After unzipping it on a convenient new directory, you'll see a
README.txt. It tells you how to start a couple of master-scripts. Simply start each in
ysqlsh. You can run them time and again. They always finish silently. You can see the reports that they produce on dedicated spool directories and confirm that your reports are identical to the reference copies that are delivered in the zip-file.
A graph is a network of nodes (sometimes called vertices) and edges (sometimes called arcs). An edge joins a pair of nodes.
- When every edge is undirected (i.e. the relationship between the nodes at each end of an edge is symmetrical), then the graph is called an undirected graph.
- When every edge is directed, then the graph is called a directed graph.

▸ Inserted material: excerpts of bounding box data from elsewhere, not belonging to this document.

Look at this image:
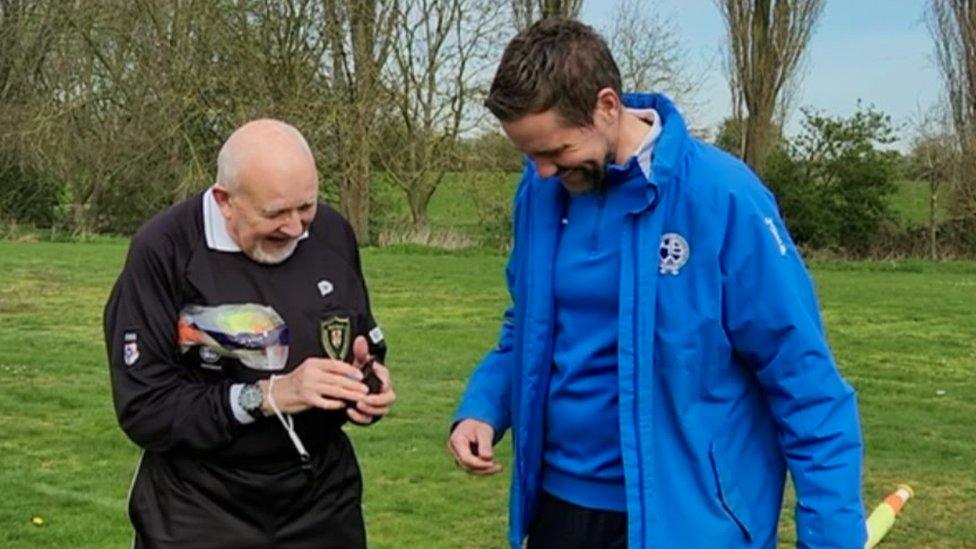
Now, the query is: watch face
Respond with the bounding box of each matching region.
[238,385,264,412]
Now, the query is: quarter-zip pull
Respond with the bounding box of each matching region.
[590,193,607,252]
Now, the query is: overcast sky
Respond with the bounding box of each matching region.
[581,0,941,150]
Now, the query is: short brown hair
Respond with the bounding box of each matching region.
[485,19,620,126]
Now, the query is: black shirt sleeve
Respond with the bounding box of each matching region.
[104,231,237,452]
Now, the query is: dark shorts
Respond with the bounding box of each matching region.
[528,492,627,549]
[129,431,366,549]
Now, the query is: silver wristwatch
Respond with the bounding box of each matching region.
[237,383,264,419]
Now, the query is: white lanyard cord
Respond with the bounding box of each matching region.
[268,375,311,464]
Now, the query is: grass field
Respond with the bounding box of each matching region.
[0,240,976,548]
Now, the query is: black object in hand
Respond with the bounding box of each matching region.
[346,358,383,408]
[360,358,383,395]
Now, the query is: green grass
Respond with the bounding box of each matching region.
[0,240,976,548]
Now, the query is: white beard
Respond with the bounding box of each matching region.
[248,238,298,265]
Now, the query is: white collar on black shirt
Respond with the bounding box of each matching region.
[627,109,663,181]
[203,187,308,252]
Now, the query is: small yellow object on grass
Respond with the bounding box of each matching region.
[864,484,915,549]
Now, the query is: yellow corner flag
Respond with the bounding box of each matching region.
[865,484,915,549]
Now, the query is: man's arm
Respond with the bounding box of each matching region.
[722,177,866,547]
[104,234,241,451]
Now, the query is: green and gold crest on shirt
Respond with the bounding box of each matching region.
[322,316,350,360]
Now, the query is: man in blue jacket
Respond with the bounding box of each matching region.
[449,20,866,549]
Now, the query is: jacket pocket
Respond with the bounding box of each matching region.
[708,442,752,542]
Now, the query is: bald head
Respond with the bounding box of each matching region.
[213,119,318,263]
[217,118,315,191]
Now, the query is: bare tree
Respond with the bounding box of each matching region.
[604,0,704,112]
[928,0,976,217]
[909,125,959,261]
[322,0,400,243]
[377,0,503,234]
[511,0,583,31]
[715,0,824,174]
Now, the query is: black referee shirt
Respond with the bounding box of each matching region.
[104,191,386,467]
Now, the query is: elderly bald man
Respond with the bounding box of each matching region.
[105,120,396,548]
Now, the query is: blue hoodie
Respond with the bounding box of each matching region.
[455,94,866,549]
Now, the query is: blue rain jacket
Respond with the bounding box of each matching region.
[454,94,866,549]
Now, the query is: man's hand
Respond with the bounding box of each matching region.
[258,358,369,416]
[447,419,502,475]
[346,336,396,425]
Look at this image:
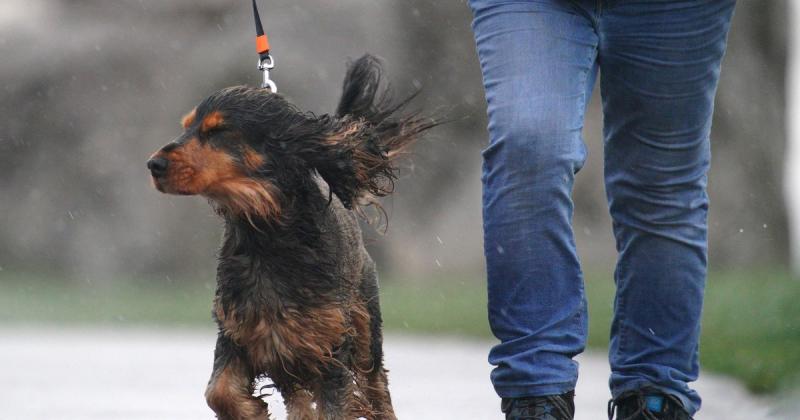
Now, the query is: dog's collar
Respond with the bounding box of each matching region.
[253,0,278,93]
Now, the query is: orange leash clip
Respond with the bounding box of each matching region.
[253,0,278,93]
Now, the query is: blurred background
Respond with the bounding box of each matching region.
[0,0,800,416]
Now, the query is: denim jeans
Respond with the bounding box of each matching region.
[470,0,735,413]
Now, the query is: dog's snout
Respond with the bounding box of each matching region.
[147,157,169,177]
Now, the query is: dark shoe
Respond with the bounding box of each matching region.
[500,391,575,420]
[608,389,692,420]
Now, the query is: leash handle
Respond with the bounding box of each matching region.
[253,0,278,93]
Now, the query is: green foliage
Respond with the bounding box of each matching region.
[0,270,800,393]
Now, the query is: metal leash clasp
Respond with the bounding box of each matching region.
[258,54,278,93]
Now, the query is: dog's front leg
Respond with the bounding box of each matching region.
[206,332,269,420]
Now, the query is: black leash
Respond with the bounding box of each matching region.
[253,0,278,93]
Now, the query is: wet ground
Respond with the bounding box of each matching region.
[0,327,769,420]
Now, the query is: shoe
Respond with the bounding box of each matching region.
[608,389,692,420]
[500,391,575,420]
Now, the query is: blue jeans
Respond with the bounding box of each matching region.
[470,0,734,413]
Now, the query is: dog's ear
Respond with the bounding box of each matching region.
[308,55,436,208]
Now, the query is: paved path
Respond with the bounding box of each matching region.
[0,327,780,420]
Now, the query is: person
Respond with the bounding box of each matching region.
[470,0,735,420]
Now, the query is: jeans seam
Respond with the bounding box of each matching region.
[614,260,628,360]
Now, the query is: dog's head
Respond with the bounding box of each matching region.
[147,56,433,220]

- One representation scheme for an undirected edge chooses to represent this single abstract edge as two physical edges, one in each direction. In this sense, you can think of a general undirected graph as a directed graph where at least one pair of nodes is connected by a pair of edges, one in each direction. By extension of this thinking, a directed graph is one where there is maximum one directed edge between any pair of nodes.
- Most commonly (by virtue of the nature of the inter-node relationship) a graph has either only undirected edges or only directed edges.

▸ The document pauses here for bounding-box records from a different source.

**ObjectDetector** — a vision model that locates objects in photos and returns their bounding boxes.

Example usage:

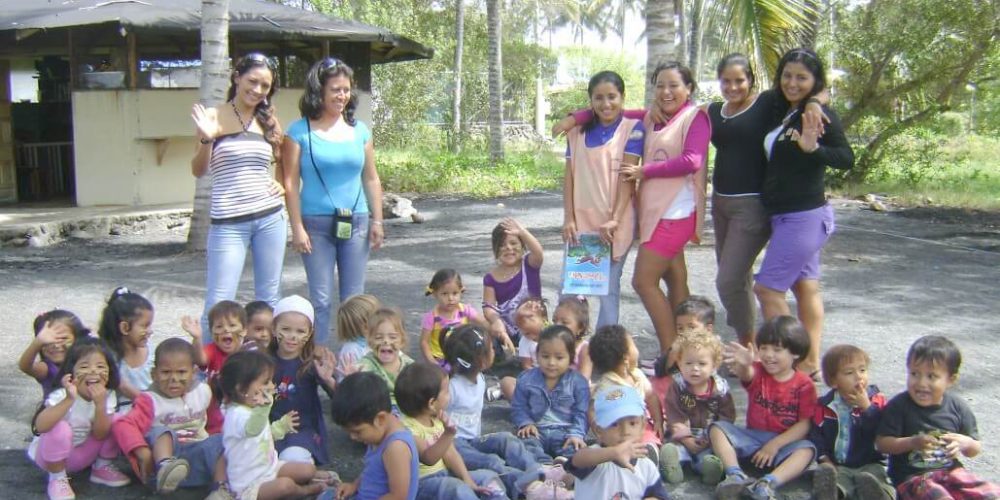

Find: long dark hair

[774,48,826,110]
[583,71,625,132]
[299,57,358,127]
[226,52,283,161]
[97,286,153,362]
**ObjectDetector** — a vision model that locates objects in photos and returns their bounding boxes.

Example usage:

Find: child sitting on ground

[395,362,507,500]
[510,325,590,462]
[358,307,413,415]
[17,309,90,401]
[653,295,719,376]
[330,373,420,500]
[709,316,816,500]
[420,269,479,368]
[111,338,226,494]
[809,344,895,500]
[567,384,670,500]
[243,300,274,349]
[337,293,382,382]
[590,325,663,452]
[483,218,543,354]
[875,335,1000,500]
[552,295,594,382]
[653,328,736,485]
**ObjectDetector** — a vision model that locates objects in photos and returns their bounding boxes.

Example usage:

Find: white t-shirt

[572,446,660,500]
[222,404,280,495]
[517,335,538,367]
[448,374,486,439]
[28,388,118,460]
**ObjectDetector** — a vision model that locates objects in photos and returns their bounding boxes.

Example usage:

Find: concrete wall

[73,88,371,207]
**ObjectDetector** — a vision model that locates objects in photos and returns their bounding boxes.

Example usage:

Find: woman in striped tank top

[191,53,288,341]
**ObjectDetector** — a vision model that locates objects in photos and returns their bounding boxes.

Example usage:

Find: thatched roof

[0,0,434,63]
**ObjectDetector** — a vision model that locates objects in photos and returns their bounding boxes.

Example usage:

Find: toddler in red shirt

[709,316,816,500]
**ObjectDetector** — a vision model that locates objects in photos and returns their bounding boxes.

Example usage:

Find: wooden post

[125,31,139,90]
[66,28,80,89]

- A path is a traversal of the graph that starts at one node, goes along an edge to another node, and then along an edge to yet another node, and so on. You can certainly give meaning to a path that returns many times to nodes that have already been encountered. This is called a cycle. But, by convention, this is not done because an algorithm that discovered such a path would run for ever. Rather, it's usual that the definition of a path includes the notion that it has no cycles, so that no node is visited more than once. (A cycle that runs round and round between a pair of immediately connected nodes is always discounted.)
- A graph that has the potential for cycles is called a cyclic graph. And one with no such potential is called an acyclic graph.
- The two degrees of freedom, undirected or directed and cyclic or acyclic are orthogonal—i.e. all four combinations are possible.
- The most general kind of graph is undirected and cyclic and the design of the traversal scheme must account for this. This general scheme will always work on the more specialized kinds of graph.
- A graph might be just a single set of connected nodes, where every node can be reached from any other node; or it might be two or more isolated subgraphs of mutually connected nodes where there exists no path between any pair of subgraphs.
- The most general graph traversal scheme, therefore, must discover all the isolated subgraphs and apply the required traversal scheme to each of them. This is beyond the scope of this overall section. It deals only with single connected graphs.
You can use a recursive CTE to find the paths in an undirected cyclic graph. But you must design the SQL explicitly to accommodate the fact that the edges are undirected and you must include an explicit predicate to prevent cycles. Because each other kind of graph described below is a specialization of the graph whose description immediately precedes its description, you can, as mentioned, use progressively simpler SQL to trace paths in these—as long as you know, a priori, what kind of graph you're dealing with.
Undirected cyclic graph
Here is an example of such a graph.
The Bacon Numbers problem is specified in the context of this kind of graph. Actors have acted in one or more movies. And the cast of a movie is one or more actors. The set of actors of interest is represented as the nodes of a single connected graph, one of whose nodes is Kevin Bacon. When any pair of actors have acted in the same movie, an edge exist between the two of them.
Setting aside notions like "starring role", "supporting role", and so on, the relationship between a pair of actors who acted in the same movie is symmetrical. So the graph is undirected.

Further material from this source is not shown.